Thursday, March 26, 2009


I read a post by David Wiley over at his blog. I ended up making a comment, and then realize there was a blog post in all my ramblings.

In his post, Wiley talks about how acreditors want to come and see what a university is doing. If the university is doing all of the right things, they get accredited, and they can hand out diplomas (one of the few reasons universities have to exist, anymore). Wiley points out that by putting their courses online, it would be very easy for accreditors to see if the university is doing the 'right things'.

The question I posed was why do we need accreditors in the first place? When universities came to me in high school, they told me if I wanted a good job then I needed to go to college. But are the things I learn at Utah State really preparing me to succeed in the workplace? I had a professor tell me up front that very little of what he taught would prepare me for any kind of job. Who really knows what skills are needed to succeed in the workplace? Why, the workplace itself, that’s who.

When Western Governors University put together their assessments to test competency, they worked very closely with businesses, asking them what skills and knowledge they wanted to see in their employers. WGU based their assessments on that dialogue with businesses.

There are many who think that getting in bed with businesses is a cardinal sin. This notion is extremely unpopular in the world of higher education. But businesses want talented, well-rounded, skillful individuals probably as much if not more than any accreditors.

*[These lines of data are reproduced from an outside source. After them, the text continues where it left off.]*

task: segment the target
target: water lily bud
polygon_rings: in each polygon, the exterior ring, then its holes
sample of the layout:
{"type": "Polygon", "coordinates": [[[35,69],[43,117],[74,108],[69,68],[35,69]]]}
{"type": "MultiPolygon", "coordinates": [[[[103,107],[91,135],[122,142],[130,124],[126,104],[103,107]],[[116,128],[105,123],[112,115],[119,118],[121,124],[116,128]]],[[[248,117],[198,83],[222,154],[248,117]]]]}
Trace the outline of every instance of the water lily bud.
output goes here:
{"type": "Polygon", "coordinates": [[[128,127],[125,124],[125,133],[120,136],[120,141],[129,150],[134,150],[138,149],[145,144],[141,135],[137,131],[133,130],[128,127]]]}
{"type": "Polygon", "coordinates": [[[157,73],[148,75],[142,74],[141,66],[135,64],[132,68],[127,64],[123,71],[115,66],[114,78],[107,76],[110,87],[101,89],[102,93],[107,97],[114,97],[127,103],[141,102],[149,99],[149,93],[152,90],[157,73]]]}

I wonder how long it will be until businesses look at all this open content out there and just decide to develop their own tests, saying ‘If you can pass this test, it’s good enough for us. No degree needed.’

1 comment:

Kristen said...

That is a great idea. Of course maybe I think so because I was lucky enough to skip over college and still ended up with a job most others would need a degree to attain. Not that I haven't attended college. I did a short stint and BYU and then recently took a few classes at the local community college. Still, none of that prepared me for my job more than my job itself. And I'm tooting my own horn here, but I'm great at what I do. I'm glad that someone gave me the chance to show that I could even without the degree. I'm all for more companies opening up that same opportunity to others.